Step 3 electron transport chain

-In eukaryotes, ETC carriers reside within the inner membrane of the mitochondrion. The ETC consists of four large, multiprotein complexes and two additional carriers, coenzyme Q and the small protein cytochrome c, that connect complex I to complex III and complex III to IV, respectively. The final complex (complex IV) is referred to as the terminal oxidase as it is responsible for the final step transferring electrons to O2 (figure 7.11). As electrons move through the ETC, protons are moved across the inner membrane, forming a proton gradient.

-image below- -Creation of a Proton Gradient by the Mitochondrial Electron Transport Chain and Its Use in Synthesis of ATP. As electrons move along the ETC, protons are transported across the membrane creating a proton gradient. Proton release occurs when electrons are transferred from carriers, such as FMN and coenzyme Q (Q), that carry both electrons and protons to components such as nonheme iron proteins (FeS) and cytochromes (Cyt) that transport only electrons. Complex IV is the terminal oxidase that transfers electrons to oxygen. The number of protons moved across the membrane at each site per pair of electrons transported is still somewhat uncertain and may vary among species; the current consensus is that 10 protons move outward during NADH oxidation. One molecule of ATP is synthesized and released from the enzyme ATP synthase for every 2.5 protons that move back into the matrix by passing through the enzyme.

Step 3:

-The use of the PMF for ATP synthesis is catalyzed by ATP synthase. The best-studied ATP synthases are the F1F0 ATP synthases found in mitochondria, chloroplasts, and bacteria. They are also known as F1F0 ATPases because they can catalyze ATP hydrolysis. The mitochondrial F1 component appears as a spherical structure attached to the mitochondrial inner membrane surface by a stalk. It functions much like a rotary engine as described in figure 7.16.

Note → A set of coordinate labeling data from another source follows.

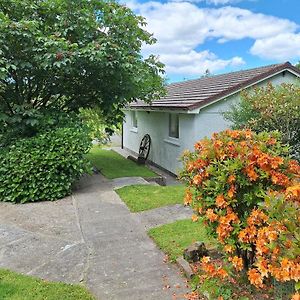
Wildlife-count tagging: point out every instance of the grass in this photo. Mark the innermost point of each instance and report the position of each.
(113, 165)
(144, 197)
(175, 237)
(15, 286)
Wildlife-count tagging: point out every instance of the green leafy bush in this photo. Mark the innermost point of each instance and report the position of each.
(45, 166)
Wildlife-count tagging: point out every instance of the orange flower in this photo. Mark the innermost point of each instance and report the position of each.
(222, 273)
(296, 296)
(251, 173)
(293, 192)
(205, 259)
(228, 248)
(271, 141)
(231, 191)
(218, 144)
(188, 199)
(255, 278)
(231, 179)
(211, 215)
(257, 217)
(276, 162)
(262, 266)
(279, 178)
(248, 134)
(234, 134)
(221, 202)
(237, 263)
(294, 167)
(195, 218)
(248, 234)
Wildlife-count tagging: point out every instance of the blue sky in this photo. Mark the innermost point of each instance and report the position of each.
(220, 35)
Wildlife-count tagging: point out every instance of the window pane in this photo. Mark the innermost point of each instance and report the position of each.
(134, 119)
(174, 125)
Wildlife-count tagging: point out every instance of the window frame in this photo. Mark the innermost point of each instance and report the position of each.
(174, 134)
(134, 120)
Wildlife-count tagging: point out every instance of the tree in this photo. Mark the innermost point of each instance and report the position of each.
(269, 109)
(67, 54)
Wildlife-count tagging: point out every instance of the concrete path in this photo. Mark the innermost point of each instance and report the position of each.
(92, 238)
(164, 215)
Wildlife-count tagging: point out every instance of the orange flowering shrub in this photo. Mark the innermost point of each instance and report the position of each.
(247, 190)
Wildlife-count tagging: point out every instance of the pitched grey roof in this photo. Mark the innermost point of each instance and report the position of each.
(191, 94)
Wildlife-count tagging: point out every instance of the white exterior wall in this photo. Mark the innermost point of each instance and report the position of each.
(165, 151)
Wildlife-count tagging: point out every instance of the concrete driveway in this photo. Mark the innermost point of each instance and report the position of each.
(90, 237)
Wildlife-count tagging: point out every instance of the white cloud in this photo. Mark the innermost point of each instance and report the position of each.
(183, 27)
(214, 2)
(280, 47)
(196, 63)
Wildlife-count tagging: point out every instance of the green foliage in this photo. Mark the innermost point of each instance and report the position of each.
(173, 238)
(269, 109)
(43, 167)
(213, 288)
(99, 129)
(15, 286)
(144, 197)
(68, 54)
(113, 165)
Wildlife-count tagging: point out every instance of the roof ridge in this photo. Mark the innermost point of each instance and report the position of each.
(287, 63)
(243, 84)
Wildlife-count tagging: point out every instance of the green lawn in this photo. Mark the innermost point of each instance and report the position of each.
(144, 197)
(175, 237)
(15, 286)
(113, 165)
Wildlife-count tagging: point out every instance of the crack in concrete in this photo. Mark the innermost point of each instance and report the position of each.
(84, 274)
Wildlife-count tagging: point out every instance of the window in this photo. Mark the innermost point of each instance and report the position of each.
(133, 119)
(174, 126)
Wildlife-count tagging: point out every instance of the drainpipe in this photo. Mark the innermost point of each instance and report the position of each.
(122, 135)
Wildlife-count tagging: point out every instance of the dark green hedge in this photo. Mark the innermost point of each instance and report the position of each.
(43, 167)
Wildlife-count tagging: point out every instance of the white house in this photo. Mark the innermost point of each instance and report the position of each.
(192, 110)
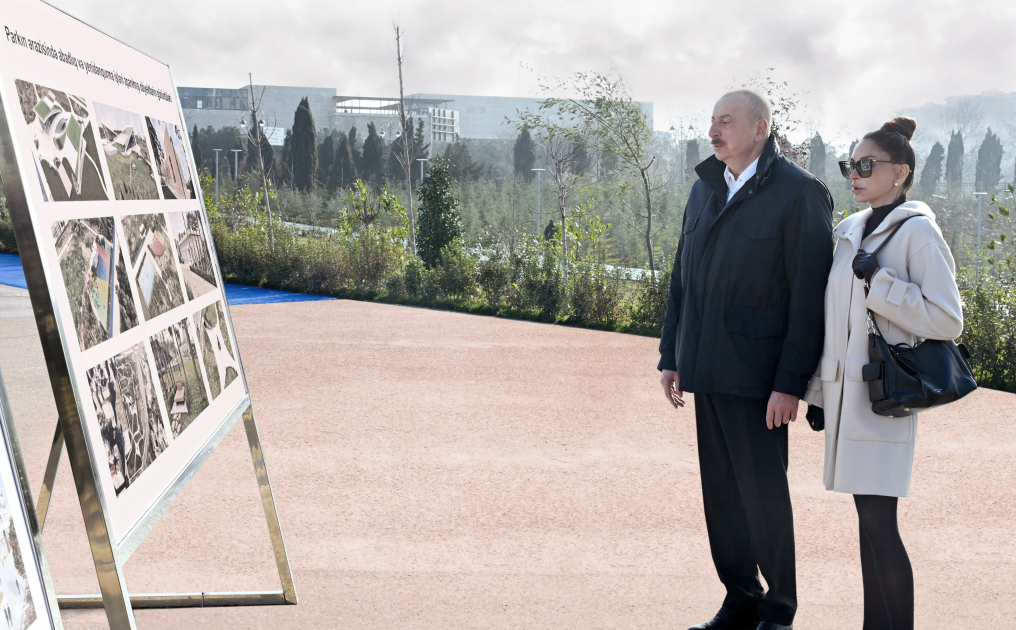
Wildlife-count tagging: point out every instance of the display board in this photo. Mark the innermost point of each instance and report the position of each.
(26, 600)
(125, 250)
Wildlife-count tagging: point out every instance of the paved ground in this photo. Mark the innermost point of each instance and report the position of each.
(444, 470)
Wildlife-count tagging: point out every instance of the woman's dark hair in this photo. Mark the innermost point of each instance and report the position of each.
(894, 138)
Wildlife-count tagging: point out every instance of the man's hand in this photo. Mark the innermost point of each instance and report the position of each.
(672, 388)
(782, 410)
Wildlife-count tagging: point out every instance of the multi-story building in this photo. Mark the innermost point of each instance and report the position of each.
(446, 117)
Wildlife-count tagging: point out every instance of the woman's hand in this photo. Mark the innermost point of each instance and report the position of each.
(672, 388)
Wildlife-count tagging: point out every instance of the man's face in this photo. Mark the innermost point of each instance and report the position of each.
(735, 131)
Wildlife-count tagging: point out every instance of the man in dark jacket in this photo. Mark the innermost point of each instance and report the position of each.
(744, 332)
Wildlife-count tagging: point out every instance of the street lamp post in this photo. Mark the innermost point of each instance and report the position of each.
(976, 276)
(422, 161)
(540, 224)
(216, 173)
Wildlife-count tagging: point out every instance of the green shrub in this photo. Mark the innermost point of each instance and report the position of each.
(990, 332)
(439, 223)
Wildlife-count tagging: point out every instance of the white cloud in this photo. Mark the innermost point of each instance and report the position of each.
(858, 61)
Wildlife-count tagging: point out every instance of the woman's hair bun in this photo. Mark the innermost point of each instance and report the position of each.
(902, 125)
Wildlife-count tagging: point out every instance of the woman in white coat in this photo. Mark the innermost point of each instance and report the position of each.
(911, 290)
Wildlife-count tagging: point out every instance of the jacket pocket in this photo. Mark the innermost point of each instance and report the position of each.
(756, 324)
(690, 224)
(829, 369)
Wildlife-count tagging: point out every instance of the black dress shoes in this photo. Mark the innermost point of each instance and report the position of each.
(729, 619)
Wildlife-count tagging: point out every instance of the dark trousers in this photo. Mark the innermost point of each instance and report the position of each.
(747, 501)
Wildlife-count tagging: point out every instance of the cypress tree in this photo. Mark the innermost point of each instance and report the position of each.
(286, 167)
(954, 160)
(932, 173)
(989, 167)
(525, 155)
(373, 160)
(421, 150)
(354, 140)
(439, 223)
(196, 149)
(304, 147)
(459, 164)
(818, 158)
(326, 153)
(343, 168)
(692, 159)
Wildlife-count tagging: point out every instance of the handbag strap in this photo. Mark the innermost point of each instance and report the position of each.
(873, 326)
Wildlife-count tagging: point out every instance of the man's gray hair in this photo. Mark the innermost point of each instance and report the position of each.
(757, 104)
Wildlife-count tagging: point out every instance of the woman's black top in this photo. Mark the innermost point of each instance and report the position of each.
(879, 214)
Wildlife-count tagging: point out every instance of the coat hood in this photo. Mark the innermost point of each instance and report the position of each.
(852, 228)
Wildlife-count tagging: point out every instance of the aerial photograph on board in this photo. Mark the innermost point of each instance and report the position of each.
(151, 263)
(128, 413)
(187, 231)
(63, 144)
(219, 361)
(177, 360)
(171, 158)
(15, 594)
(98, 289)
(126, 146)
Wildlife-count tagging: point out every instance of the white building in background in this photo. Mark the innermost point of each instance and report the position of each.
(446, 117)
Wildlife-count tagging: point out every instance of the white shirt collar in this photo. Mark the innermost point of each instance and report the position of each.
(735, 184)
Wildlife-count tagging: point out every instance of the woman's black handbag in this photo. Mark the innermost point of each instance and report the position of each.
(903, 380)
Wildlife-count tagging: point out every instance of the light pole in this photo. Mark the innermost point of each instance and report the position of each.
(216, 173)
(976, 276)
(540, 224)
(422, 161)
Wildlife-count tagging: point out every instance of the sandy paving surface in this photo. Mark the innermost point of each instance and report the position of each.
(443, 470)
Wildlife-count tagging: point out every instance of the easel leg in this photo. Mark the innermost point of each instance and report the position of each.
(270, 513)
(46, 494)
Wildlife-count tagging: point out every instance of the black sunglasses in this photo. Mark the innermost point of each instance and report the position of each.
(864, 167)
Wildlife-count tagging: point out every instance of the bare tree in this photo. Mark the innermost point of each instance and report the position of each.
(622, 127)
(565, 154)
(403, 160)
(256, 136)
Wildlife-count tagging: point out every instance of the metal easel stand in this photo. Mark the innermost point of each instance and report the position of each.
(191, 600)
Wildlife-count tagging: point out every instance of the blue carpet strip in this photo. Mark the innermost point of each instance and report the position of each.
(12, 275)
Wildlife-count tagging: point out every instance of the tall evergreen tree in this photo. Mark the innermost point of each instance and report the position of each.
(355, 148)
(286, 165)
(954, 160)
(343, 168)
(818, 158)
(196, 148)
(421, 150)
(326, 153)
(989, 168)
(692, 158)
(439, 223)
(525, 155)
(932, 173)
(373, 160)
(304, 147)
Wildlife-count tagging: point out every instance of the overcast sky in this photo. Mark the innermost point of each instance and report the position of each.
(858, 61)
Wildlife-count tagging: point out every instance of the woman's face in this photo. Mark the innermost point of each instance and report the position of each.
(886, 182)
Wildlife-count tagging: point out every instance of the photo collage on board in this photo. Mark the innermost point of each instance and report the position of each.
(126, 267)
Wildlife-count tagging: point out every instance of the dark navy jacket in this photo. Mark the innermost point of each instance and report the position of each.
(746, 310)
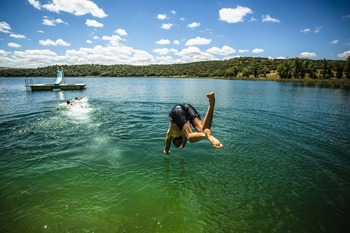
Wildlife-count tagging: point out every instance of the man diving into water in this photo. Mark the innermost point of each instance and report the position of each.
(182, 116)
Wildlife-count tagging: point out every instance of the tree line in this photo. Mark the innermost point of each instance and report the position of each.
(243, 67)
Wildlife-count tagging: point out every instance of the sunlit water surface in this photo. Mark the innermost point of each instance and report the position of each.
(100, 167)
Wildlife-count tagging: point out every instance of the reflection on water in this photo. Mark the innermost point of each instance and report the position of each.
(99, 166)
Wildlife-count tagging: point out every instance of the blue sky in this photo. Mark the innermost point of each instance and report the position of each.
(37, 33)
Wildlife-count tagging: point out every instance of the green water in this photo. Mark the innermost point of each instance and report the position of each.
(100, 167)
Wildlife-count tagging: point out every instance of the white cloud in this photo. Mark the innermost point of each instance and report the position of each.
(268, 18)
(17, 36)
(234, 15)
(52, 22)
(35, 58)
(35, 4)
(243, 50)
(344, 55)
(121, 32)
(257, 50)
(306, 30)
(193, 25)
(5, 27)
(252, 19)
(13, 45)
(93, 23)
(318, 29)
(163, 42)
(198, 41)
(335, 41)
(163, 51)
(225, 50)
(167, 26)
(161, 17)
(76, 7)
(113, 40)
(58, 42)
(308, 54)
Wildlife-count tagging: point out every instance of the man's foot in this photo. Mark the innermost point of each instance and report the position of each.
(211, 98)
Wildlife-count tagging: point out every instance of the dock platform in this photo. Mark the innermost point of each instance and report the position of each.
(51, 86)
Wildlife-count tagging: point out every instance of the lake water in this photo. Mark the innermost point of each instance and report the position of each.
(100, 167)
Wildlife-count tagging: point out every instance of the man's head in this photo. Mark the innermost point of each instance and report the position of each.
(179, 142)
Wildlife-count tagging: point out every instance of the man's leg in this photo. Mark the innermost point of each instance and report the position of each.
(208, 119)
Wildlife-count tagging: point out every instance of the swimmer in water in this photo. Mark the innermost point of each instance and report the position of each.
(69, 104)
(182, 116)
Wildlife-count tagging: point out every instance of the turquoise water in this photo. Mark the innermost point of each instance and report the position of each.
(100, 167)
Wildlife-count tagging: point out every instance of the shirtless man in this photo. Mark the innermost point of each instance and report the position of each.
(182, 116)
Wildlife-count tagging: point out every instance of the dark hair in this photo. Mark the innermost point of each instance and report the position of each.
(178, 141)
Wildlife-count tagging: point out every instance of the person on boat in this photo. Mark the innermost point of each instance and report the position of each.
(182, 116)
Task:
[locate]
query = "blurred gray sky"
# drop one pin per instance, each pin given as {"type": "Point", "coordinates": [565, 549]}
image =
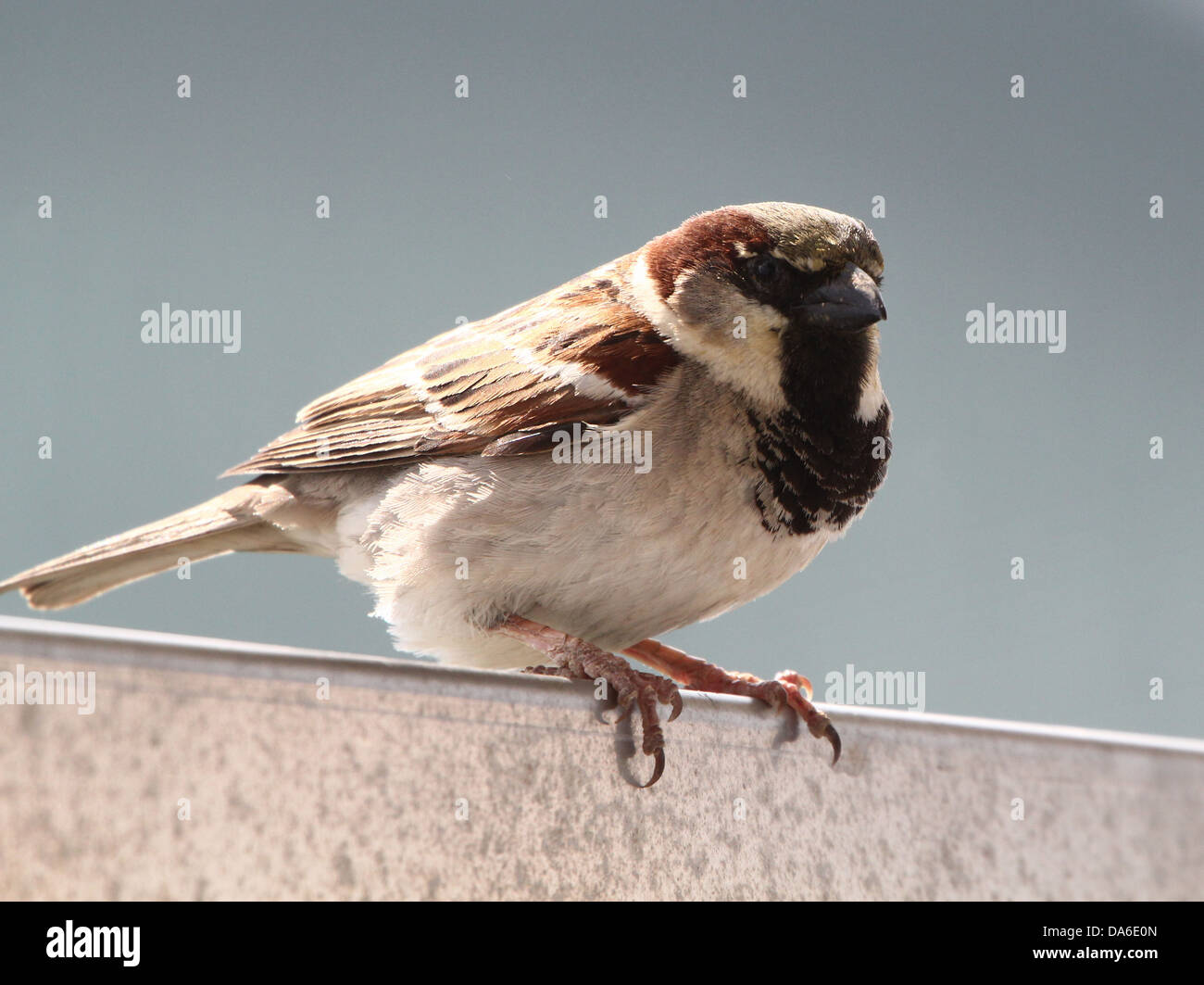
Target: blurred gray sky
{"type": "Point", "coordinates": [444, 208]}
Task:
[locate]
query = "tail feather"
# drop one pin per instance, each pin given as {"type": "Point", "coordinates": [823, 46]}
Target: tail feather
{"type": "Point", "coordinates": [227, 523]}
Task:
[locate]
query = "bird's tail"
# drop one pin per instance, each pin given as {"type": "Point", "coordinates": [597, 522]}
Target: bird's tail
{"type": "Point", "coordinates": [230, 522]}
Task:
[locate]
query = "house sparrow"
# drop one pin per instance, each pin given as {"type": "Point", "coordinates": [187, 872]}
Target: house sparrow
{"type": "Point", "coordinates": [738, 353]}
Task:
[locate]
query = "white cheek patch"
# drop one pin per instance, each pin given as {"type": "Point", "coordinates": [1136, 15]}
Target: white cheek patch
{"type": "Point", "coordinates": [746, 357]}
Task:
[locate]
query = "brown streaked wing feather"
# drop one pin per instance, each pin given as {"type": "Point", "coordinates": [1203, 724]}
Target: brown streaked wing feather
{"type": "Point", "coordinates": [574, 354]}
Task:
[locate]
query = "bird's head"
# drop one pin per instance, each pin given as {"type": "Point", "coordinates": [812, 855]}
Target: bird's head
{"type": "Point", "coordinates": [766, 294]}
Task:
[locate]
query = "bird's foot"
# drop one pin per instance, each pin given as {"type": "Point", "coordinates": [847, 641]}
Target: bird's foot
{"type": "Point", "coordinates": [786, 690]}
{"type": "Point", "coordinates": [578, 660]}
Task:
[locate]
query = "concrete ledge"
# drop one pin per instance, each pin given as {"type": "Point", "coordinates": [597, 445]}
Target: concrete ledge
{"type": "Point", "coordinates": [414, 780]}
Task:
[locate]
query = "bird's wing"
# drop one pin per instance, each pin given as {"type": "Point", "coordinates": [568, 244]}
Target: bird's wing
{"type": "Point", "coordinates": [500, 385]}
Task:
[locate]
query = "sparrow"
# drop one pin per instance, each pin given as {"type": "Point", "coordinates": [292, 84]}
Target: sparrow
{"type": "Point", "coordinates": [483, 485]}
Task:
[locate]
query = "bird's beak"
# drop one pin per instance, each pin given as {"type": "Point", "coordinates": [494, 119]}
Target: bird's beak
{"type": "Point", "coordinates": [847, 302]}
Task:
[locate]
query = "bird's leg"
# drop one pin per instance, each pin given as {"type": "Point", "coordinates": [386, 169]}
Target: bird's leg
{"type": "Point", "coordinates": [578, 660]}
{"type": "Point", "coordinates": [787, 688]}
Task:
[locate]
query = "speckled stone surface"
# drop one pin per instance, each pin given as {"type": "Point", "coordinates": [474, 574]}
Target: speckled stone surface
{"type": "Point", "coordinates": [426, 783]}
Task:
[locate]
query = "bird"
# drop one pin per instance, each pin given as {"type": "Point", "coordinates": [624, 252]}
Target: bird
{"type": "Point", "coordinates": [645, 447]}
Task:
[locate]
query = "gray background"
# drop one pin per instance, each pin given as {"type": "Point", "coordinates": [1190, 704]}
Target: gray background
{"type": "Point", "coordinates": [445, 208]}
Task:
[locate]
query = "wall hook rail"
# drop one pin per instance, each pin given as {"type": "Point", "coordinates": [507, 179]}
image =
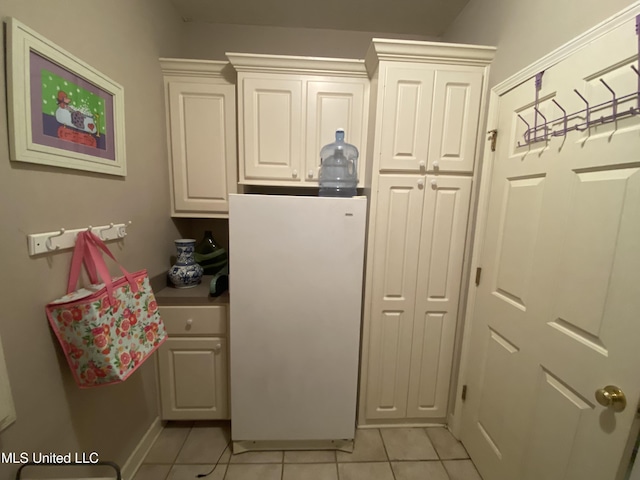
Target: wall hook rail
{"type": "Point", "coordinates": [584, 118]}
{"type": "Point", "coordinates": [65, 239]}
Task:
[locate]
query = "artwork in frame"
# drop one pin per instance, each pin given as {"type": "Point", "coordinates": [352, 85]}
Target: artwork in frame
{"type": "Point", "coordinates": [62, 112]}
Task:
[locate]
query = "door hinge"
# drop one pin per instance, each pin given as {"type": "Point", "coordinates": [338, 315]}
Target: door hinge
{"type": "Point", "coordinates": [493, 136]}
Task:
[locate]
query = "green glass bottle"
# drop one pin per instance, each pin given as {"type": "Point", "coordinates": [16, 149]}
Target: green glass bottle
{"type": "Point", "coordinates": [209, 255]}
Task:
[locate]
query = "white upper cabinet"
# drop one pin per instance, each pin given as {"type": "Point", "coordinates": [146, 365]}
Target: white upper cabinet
{"type": "Point", "coordinates": [271, 129]}
{"type": "Point", "coordinates": [289, 108]}
{"type": "Point", "coordinates": [332, 104]}
{"type": "Point", "coordinates": [454, 121]}
{"type": "Point", "coordinates": [428, 105]}
{"type": "Point", "coordinates": [200, 109]}
{"type": "Point", "coordinates": [406, 118]}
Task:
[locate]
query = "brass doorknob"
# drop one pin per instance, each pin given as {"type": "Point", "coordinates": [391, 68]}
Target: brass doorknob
{"type": "Point", "coordinates": [611, 396]}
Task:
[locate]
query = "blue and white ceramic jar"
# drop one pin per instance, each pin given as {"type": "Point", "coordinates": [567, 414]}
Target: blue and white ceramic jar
{"type": "Point", "coordinates": [186, 273]}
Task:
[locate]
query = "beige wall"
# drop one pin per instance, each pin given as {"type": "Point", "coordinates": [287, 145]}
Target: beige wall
{"type": "Point", "coordinates": [211, 41]}
{"type": "Point", "coordinates": [123, 39]}
{"type": "Point", "coordinates": [525, 31]}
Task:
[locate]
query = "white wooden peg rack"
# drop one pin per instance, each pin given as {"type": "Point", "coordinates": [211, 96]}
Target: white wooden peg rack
{"type": "Point", "coordinates": [64, 239]}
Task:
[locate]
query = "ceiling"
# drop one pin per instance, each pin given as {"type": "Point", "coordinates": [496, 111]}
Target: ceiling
{"type": "Point", "coordinates": [407, 17]}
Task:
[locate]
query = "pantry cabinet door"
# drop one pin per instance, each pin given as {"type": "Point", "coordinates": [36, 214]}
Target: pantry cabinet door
{"type": "Point", "coordinates": [454, 121]}
{"type": "Point", "coordinates": [271, 130]}
{"type": "Point", "coordinates": [396, 244]}
{"type": "Point", "coordinates": [442, 241]}
{"type": "Point", "coordinates": [193, 378]}
{"type": "Point", "coordinates": [333, 104]}
{"type": "Point", "coordinates": [406, 118]}
{"type": "Point", "coordinates": [203, 147]}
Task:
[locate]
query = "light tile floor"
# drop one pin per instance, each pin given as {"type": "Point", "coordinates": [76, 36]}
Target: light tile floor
{"type": "Point", "coordinates": [186, 449]}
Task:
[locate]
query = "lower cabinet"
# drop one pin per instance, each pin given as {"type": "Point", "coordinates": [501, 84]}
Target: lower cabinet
{"type": "Point", "coordinates": [193, 363]}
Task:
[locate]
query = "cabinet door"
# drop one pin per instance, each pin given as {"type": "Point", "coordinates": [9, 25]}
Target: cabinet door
{"type": "Point", "coordinates": [406, 118]}
{"type": "Point", "coordinates": [454, 121]}
{"type": "Point", "coordinates": [334, 104]}
{"type": "Point", "coordinates": [193, 378]}
{"type": "Point", "coordinates": [271, 130]}
{"type": "Point", "coordinates": [442, 241]}
{"type": "Point", "coordinates": [203, 147]}
{"type": "Point", "coordinates": [397, 239]}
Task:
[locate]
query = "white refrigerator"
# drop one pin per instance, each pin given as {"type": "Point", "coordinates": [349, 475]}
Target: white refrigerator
{"type": "Point", "coordinates": [295, 283]}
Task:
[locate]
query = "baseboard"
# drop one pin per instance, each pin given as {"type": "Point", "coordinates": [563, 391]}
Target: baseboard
{"type": "Point", "coordinates": [140, 452]}
{"type": "Point", "coordinates": [402, 425]}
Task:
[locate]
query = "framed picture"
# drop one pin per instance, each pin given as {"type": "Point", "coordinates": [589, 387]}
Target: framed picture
{"type": "Point", "coordinates": [62, 112]}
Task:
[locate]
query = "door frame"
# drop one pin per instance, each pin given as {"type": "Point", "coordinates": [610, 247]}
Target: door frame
{"type": "Point", "coordinates": [527, 73]}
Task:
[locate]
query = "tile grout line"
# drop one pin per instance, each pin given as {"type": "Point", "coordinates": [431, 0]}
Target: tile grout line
{"type": "Point", "coordinates": [384, 445]}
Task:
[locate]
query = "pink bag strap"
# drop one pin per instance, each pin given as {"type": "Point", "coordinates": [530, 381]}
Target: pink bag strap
{"type": "Point", "coordinates": [97, 241]}
{"type": "Point", "coordinates": [79, 255]}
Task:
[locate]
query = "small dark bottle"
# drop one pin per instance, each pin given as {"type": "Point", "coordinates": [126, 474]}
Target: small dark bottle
{"type": "Point", "coordinates": [209, 255]}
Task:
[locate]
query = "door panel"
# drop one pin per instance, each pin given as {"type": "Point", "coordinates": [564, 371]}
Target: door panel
{"type": "Point", "coordinates": [396, 243]}
{"type": "Point", "coordinates": [454, 121]}
{"type": "Point", "coordinates": [332, 105]}
{"type": "Point", "coordinates": [272, 125]}
{"type": "Point", "coordinates": [406, 118]}
{"type": "Point", "coordinates": [442, 240]}
{"type": "Point", "coordinates": [562, 259]}
{"type": "Point", "coordinates": [202, 147]}
{"type": "Point", "coordinates": [193, 378]}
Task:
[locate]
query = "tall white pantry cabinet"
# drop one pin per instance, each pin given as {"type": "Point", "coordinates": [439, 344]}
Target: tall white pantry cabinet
{"type": "Point", "coordinates": [427, 100]}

-image below- -ATP Synthase Structure and Function. (a) The major structural features of ATP synthase. F1 is composed largely of alternating α and β subunits; the three active sites are on the β subunits. The γ subunit extends through the center and can rotate. The stalk (γ and ε subunits) connects the sphere to F0, the membrane embedded complex that serves as a proton channel. F0 contains one a subunit, two b subunits, and nine to twelve c subunits. The stator arm is composed of subunit a, two b subunits, and the δ subunit; it is embedded in the membrane and attached to F1. A ring of c subunits in F0 is connected to the stalk and may act as a rotor and move past the a subunit of the stator. As the c subunit ring turns, it rotates the shaft (γε subunits). The inset is an atomic force micrograph of the F0 rotor. (b) The binding change mechanism is a widely accepted model of ATP synthesis. This simplified drawing of the model shows the three catalytic β subunits and the γ subunit, which is located at the center of the F1 complex. As the γ subunit rotates, it causes conformational changes in each subunit. The βE (empty) conformation is an open conformation, which does not bind nucleotides. When the γ subunit rotates, βE is converted to the βHC (half closed) conformation. Pi and ADP can enter the catalytic site when it is in this conformation. The next rotation by the γ subunit is critical because it brings about three significant conformational changes: (1) βHC to βDP (ADP bound), (2) βDP to βTP (ATP bound), and (3) βTP to βE. Change from βDP to βTP is accompanied by the formation of ATP; change from βTP to βE allows for release of ATP from ATP synthase.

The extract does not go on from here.